Teen annoyance is part of normal brain development, study shows
Global News
A landmark study published last month maps out brain development across the lifespan and shows neurodevelopmental milestones for the teen years.
As many mothers of young children are celebrated with homemade cards and sticky kisses for Mother’s Day, moms of teens may be wondering why their kids just seem irritated by their presence.
“My daughter is the best eye roller in the world. I think most things I do annoy her,” says Katherine Henderson, clinical psychologist in Ottawa.
She and other experts say that if this is happening in your home, it is normal and maybe even a sign of a healthy mother-child relationship. The science of teen brain development explains it too.
While it’s long been known that a teen’s brain is wired differently than a child’s or adult’s, a landmark study published last month maps out brain development across the lifespan and shows neurodevelopmental milestones for the teen years.

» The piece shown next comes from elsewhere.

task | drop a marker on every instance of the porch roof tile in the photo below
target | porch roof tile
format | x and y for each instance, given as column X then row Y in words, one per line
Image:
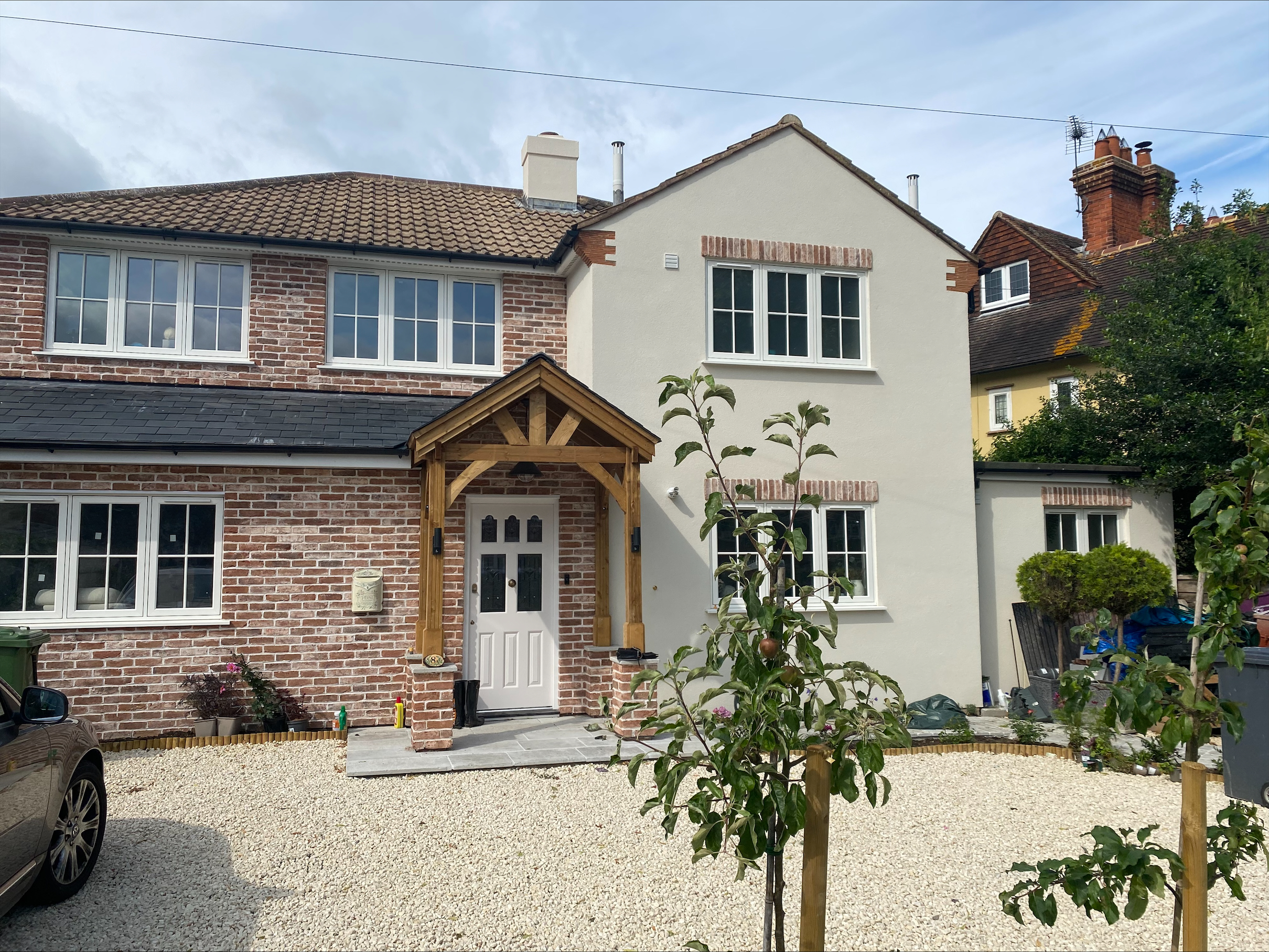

“It’s been pretty unknown, in a quantitative way, just how big the human brain is and how it generally varies across the population,” says Jakob Seidlitz, post-doctoral fellow at the Children’s Hospital of Philadelphia and the University of Pennsylvania, who co-authored the study in the journal Nature.
Based on more than 120,000 MRI scans and drawn from more than 100 studies and representing more than 100,000 people from before birth to 100 years of age, researchers mapped out human brain development across a lifespan.
The study showed that the teen years are a unique point in brain development, just as they are a unique time in physical, social and emotional development. In the same way a child’s weight, height and head circumference can be mapped across ages, now brain architecture can be too.
The brain begins to grow in utero, is approximately half its full size at birth and reaches its maximum size in mid-puberty. After this it gradually decreases in size over the rest of the lifespan.